En réalité, il faut tout de même tempérer ces chiffres. D'abord parce qu'ils sont le résultat d'une définition large de la culture où le cinéma, les jeux vidéo mais aussi la publicité sont pris en compte comme des industries culturelles et créatives (ICC).

Ensuite, parce que le secteur culturel est largement subventionné par l'Etat, comme le détaille une annexe au projet de loi de finances pour 2020 baptisée "Effort financier de l'Etat dans le domaine de la culture et de la communication". En 2020, les dépenses directes (subventions) et indirectes (niches fiscales) de l’État dans le domaine de la culture et de la communication représenteront près de 14,2 milliards d'euros, avec une part particulièrement importante pour l'audiovisuel public (3,8 milliards d'euros).

Le budget 2020 du ministère de la Culture
Le budget 2020 du ministère de la Culture © Ministère de la Culture

A cela il faut ajouter les dépenses des collectivités locales, évaluées entre 7,6 milliards d'euros et 9,3 milliards d'euros par an pour ce secteur.

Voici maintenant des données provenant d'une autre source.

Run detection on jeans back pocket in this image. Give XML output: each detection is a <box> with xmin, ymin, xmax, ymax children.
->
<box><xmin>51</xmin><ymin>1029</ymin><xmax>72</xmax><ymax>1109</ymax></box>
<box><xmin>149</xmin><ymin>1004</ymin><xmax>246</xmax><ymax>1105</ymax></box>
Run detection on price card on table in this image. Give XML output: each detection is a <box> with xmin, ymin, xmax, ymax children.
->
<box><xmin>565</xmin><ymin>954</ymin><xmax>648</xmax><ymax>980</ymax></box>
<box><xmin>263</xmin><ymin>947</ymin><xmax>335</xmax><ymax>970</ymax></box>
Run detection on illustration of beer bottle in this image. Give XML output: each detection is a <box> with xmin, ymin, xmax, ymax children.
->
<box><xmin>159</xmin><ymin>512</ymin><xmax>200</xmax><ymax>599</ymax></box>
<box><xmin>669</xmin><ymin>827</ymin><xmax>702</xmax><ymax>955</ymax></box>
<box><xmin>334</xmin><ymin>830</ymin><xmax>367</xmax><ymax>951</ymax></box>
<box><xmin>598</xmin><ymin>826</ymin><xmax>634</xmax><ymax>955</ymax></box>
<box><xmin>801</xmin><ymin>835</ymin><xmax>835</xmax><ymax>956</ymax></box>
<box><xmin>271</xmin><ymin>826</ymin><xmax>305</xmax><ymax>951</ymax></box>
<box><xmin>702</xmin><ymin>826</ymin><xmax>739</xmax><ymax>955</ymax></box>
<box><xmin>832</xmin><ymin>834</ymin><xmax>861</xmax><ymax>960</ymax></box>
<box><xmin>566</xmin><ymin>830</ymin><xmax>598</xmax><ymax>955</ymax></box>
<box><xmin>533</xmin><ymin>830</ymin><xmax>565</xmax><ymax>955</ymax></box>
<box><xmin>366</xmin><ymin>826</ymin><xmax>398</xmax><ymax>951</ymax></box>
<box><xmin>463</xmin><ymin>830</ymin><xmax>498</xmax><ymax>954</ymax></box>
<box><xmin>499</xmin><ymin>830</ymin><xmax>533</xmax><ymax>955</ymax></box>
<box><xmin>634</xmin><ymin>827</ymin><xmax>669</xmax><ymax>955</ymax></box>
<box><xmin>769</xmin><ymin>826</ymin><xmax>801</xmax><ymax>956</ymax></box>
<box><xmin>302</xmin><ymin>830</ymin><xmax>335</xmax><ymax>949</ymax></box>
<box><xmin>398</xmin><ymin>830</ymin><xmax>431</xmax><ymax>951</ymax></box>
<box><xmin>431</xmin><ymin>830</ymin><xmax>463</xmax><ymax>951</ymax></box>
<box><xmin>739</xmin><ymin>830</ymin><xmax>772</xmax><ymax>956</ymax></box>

Enfin, on pourrait encore y ajouter le coût du régime des intermittents du spectacle dont le déficit atteint chaque année environ un milliard d'euros, selon un rapport de la Cour des comptes daté de 2012.

Tout cumulé, les retombées restent néanmoins positives pour le pays, et plus particulièrement dans les territoires où, par exemple, les festivals restent des leviers importants pour l'activité de certaines zones rurales. Un euro de chiffre d'affaires dans le secteur du spectacle vivant musical et de variété signifie un euro de retombées économiques au niveau local, souligne le panorama.